3. Keep your explanations developmentally appropriate.
• Early elementary school children need brief, simple information that should be balanced with reassurances that their school and homes are safe and that adults are there to protect them. Give simple examples of school safety like reminding children about exterior doors being locked, child monitoring efforts on the playground, and emergency drills practiced during the school day.
• Upper elementary and early middle school children will be more vocal in asking questions about whether they truly are safe and what is being done at their school. They may need assistance separating reality from fantasy. Discuss efforts of school and community leaders to provide safe schools.
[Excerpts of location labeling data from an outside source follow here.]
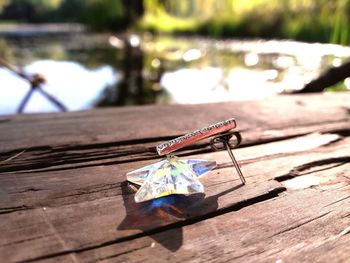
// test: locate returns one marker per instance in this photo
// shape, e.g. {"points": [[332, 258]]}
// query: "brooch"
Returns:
{"points": [[175, 175]]}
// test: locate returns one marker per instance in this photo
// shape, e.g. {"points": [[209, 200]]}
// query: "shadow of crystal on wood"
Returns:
{"points": [[169, 212]]}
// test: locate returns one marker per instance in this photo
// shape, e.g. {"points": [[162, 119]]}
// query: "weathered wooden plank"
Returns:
{"points": [[66, 199], [299, 226], [132, 123], [69, 212]]}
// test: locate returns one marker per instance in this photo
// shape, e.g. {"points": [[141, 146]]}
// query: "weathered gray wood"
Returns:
{"points": [[67, 200]]}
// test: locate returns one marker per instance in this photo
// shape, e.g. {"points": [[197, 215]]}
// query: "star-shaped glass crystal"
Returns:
{"points": [[169, 176]]}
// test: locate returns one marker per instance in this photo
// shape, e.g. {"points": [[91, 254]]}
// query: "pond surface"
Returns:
{"points": [[84, 71]]}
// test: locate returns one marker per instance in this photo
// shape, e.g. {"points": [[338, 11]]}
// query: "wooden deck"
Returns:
{"points": [[63, 196]]}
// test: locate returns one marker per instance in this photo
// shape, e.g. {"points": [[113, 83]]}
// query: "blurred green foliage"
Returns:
{"points": [[307, 20]]}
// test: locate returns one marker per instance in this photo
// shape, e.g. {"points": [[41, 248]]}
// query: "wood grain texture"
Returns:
{"points": [[63, 195]]}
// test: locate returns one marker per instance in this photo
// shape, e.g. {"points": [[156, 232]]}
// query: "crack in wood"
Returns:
{"points": [[300, 224], [7, 210], [273, 193]]}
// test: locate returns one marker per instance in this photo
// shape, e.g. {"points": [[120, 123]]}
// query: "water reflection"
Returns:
{"points": [[84, 71], [77, 87]]}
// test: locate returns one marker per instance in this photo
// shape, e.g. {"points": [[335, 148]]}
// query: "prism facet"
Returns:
{"points": [[170, 176], [199, 167]]}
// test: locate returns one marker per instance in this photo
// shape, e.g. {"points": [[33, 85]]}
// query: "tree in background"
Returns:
{"points": [[29, 10]]}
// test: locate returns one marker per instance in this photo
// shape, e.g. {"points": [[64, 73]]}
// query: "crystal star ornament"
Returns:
{"points": [[169, 176]]}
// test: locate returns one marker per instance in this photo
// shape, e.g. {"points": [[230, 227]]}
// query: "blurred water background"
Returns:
{"points": [[163, 52]]}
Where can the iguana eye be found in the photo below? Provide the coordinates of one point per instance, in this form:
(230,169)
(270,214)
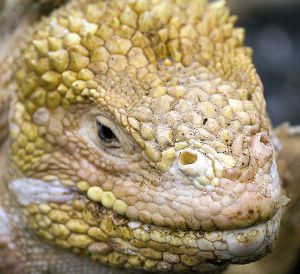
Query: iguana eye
(105,133)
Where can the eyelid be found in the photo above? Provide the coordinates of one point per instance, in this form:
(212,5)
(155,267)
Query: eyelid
(109,124)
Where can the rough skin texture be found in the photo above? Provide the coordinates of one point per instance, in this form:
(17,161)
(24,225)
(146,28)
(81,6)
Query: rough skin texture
(138,137)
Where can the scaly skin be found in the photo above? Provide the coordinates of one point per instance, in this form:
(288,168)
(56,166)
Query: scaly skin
(190,181)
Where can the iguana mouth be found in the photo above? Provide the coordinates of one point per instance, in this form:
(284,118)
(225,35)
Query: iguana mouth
(68,218)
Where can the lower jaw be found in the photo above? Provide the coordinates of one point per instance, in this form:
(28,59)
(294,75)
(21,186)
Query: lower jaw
(119,242)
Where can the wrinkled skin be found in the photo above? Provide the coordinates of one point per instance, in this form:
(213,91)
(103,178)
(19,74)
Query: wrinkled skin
(138,137)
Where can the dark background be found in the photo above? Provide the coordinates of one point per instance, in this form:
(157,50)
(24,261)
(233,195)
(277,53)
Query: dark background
(273,31)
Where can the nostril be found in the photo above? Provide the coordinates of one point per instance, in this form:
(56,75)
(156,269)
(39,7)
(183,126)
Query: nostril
(261,148)
(192,162)
(187,158)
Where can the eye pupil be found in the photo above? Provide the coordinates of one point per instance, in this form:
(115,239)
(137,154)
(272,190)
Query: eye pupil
(105,133)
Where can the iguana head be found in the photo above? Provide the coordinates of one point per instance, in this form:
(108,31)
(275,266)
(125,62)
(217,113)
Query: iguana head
(139,136)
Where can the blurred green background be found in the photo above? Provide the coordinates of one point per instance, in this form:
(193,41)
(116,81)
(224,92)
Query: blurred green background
(273,31)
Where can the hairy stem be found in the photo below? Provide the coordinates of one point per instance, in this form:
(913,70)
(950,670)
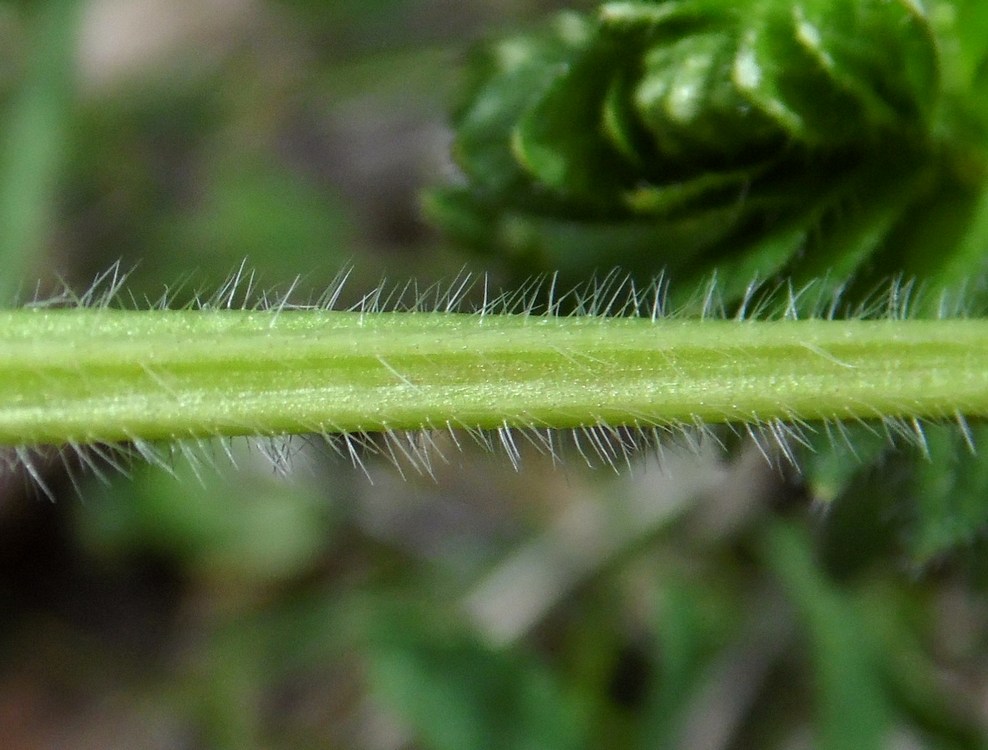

• Upper middle school and high school students will have strong and varying opinions about the causes of violence in schools and society. They will share concrete suggestions about how to make school safer and how to prevent tragedies in society. Emphasize the role that students have in maintaining safe schools by following school safety guidelines (not providing building access to strangers, reporting strangers on campus, reporting threats to the school safety made by students or community members, etc.), communicating any personal safety concerns to school administrators, and accessing support for emotional needs.
4. Review safety procedures.
5. Observe children’s emotional state.
6. Limit television viewing of these events.
7. Maintain a normal routine. Keeping to a regular schedule can be reassuring and promote physical health. Ensure that children get plenty of sleep, regular meals, and exercise. Encourage them to keep up with their schoolwork and extracurricular activities.